2. Ketidakabsahan Surat Tanah Lokal: Surat-surat tanah yang diterbitkan oleh Kepala Dusun, Kepala Desa, atau Camat (seperti Petuk, Girik, atau sejenisnya) sama sekali tidak memiliki kekuatan hukum untuk memberikan hak milik atas tanah di kawasan TNTN. Kewenangan pemberian hak atas tanah (Hak Milik, Hak Guna Usaha, dll.) berada di tangan Badan Pertanahan Nasional (BPN) berdasarkan PP No. 24 Tahun 1997. Penerbitan surat oleh pemerintah desa/kecamatan di kawasan hutan lindung/nasional merupakan tindakan melampaui kewenangan (ultra vires) dan tidak sah.
3. Keterlibatan Tokoh Adat & Aparat: Terdapat indikasi kuat bahwa beberapa Tokoh Adat dan aparat pemerintah desa/kecamatan setempat terlibat aktif dalam “mengijinkan” atau bahkan “mengorganisir” pembukaan lahan dan penerbitan surat-surat semu tersebut. Praktik ini bisa disebabkan oleh ketidaktahuan hukum, tekanan sosial, atau yang lebih serius, motif ekonomi pribadi (menerima imbalan/fee). Keterlibatan mereka menciptakan legitimasi palsu di mata masyarakat, memperumit konflik, dan berpotensi menjerat mereka dalam tindak pidana (seperti pemberian surat palsu, korupsi, atau penyalahgunaan wewenang).

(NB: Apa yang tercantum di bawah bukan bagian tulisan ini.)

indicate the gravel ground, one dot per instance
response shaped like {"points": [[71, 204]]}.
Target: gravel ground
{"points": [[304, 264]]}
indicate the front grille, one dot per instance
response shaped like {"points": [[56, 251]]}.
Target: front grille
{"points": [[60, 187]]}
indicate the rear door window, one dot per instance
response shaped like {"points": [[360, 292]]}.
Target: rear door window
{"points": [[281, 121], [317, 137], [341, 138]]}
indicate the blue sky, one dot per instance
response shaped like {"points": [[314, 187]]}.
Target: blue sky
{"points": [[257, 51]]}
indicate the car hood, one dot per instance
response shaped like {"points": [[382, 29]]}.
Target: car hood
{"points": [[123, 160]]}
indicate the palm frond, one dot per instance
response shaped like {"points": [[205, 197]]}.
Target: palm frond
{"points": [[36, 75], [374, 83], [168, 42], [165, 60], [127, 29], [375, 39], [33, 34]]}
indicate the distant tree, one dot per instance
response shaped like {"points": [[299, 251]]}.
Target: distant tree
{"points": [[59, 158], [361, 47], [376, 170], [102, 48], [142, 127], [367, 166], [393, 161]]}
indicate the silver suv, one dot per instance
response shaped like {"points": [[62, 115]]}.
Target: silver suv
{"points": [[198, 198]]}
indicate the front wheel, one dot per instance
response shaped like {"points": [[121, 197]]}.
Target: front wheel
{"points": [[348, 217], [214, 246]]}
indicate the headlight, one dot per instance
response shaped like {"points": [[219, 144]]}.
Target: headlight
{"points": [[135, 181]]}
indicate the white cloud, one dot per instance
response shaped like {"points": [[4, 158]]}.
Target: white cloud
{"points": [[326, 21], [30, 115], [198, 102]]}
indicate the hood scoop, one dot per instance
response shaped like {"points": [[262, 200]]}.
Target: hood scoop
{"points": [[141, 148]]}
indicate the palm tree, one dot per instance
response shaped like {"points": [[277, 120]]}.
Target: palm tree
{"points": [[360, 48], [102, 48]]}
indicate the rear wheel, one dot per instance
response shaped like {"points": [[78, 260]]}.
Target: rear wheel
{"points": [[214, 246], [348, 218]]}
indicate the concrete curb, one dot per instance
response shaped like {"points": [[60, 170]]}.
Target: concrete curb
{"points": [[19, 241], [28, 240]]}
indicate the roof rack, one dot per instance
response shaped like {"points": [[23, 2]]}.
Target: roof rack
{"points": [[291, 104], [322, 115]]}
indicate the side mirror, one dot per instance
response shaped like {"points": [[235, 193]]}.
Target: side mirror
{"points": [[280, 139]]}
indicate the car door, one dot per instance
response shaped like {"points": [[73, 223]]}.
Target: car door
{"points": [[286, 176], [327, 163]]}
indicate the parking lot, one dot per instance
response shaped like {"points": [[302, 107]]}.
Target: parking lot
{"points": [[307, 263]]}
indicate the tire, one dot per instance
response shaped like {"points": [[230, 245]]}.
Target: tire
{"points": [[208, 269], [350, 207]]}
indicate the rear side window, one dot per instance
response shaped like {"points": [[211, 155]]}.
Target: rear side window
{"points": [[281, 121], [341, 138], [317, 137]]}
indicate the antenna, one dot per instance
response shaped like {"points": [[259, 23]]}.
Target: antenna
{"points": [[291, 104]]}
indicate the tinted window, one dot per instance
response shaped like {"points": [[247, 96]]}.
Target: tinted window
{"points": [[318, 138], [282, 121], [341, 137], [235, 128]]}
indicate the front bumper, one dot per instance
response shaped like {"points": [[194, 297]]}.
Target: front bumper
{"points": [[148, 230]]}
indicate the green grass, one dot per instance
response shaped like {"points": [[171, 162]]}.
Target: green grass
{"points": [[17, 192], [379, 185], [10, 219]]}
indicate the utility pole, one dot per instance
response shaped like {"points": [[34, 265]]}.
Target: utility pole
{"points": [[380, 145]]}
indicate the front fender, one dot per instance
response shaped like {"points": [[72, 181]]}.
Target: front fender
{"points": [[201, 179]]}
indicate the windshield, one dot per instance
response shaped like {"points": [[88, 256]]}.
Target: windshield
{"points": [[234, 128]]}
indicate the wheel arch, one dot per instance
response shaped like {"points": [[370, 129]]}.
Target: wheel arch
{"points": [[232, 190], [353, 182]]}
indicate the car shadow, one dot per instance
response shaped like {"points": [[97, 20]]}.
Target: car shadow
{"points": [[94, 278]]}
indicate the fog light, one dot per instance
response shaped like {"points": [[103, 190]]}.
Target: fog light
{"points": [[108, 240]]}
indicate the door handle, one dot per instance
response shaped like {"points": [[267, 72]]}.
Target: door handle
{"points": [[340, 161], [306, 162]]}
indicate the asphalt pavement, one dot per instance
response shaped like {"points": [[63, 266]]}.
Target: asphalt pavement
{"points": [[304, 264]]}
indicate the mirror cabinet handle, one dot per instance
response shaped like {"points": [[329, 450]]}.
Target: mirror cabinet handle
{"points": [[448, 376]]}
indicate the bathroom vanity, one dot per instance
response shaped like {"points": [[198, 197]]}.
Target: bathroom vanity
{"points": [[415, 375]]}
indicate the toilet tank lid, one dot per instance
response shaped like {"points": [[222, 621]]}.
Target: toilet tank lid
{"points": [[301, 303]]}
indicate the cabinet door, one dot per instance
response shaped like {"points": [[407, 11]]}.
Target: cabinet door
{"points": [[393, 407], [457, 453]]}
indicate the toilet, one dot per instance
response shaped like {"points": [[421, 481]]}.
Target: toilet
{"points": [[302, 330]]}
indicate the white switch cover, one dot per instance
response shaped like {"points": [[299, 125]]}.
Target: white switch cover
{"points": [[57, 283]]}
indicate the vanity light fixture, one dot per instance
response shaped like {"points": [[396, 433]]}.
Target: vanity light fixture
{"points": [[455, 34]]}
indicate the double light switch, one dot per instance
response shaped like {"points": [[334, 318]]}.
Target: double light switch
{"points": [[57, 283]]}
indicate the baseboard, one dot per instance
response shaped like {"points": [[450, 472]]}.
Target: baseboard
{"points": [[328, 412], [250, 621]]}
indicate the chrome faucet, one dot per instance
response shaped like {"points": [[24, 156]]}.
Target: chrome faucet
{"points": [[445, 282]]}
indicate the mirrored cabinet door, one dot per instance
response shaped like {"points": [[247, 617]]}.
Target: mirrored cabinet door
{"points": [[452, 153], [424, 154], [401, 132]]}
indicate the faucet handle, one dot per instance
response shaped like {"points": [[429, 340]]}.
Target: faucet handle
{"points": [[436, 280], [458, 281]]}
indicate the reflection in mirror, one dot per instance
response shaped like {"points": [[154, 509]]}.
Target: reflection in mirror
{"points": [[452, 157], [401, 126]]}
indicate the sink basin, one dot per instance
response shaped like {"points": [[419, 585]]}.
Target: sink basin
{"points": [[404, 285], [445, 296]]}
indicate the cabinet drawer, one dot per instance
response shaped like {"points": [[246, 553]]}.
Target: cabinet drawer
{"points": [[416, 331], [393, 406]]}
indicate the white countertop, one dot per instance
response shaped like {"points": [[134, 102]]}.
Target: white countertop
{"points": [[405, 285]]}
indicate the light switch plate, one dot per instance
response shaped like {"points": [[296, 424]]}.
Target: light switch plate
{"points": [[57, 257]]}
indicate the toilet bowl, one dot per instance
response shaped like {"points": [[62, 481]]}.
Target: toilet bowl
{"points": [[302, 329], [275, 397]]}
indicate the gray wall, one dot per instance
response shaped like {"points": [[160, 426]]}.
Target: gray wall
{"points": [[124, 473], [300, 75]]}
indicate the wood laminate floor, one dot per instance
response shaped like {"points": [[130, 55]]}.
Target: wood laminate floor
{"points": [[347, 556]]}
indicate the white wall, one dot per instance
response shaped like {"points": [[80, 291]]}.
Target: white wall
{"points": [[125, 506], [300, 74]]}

Aspek Sosial: Masyarakat Terjepit di Tengah Konflik
1. Masyarakat Korban Tipu: Sebagian besar warga yang membeli/menggarap lahan di TNTN berasal dari kalangan menengah ke bawah yang mencari nafkah. Mereka seringkali dibujuk atau tidak diberi informasi yang benar tentang status hukum kawasan dan ketidakabsahan surat yang mereka terima. Mereka menginvestasikan tenaga dan uang untuk membuka lahan (biasanya untuk kebun sawit skala kecil), percaya memiliki kepastian hukum.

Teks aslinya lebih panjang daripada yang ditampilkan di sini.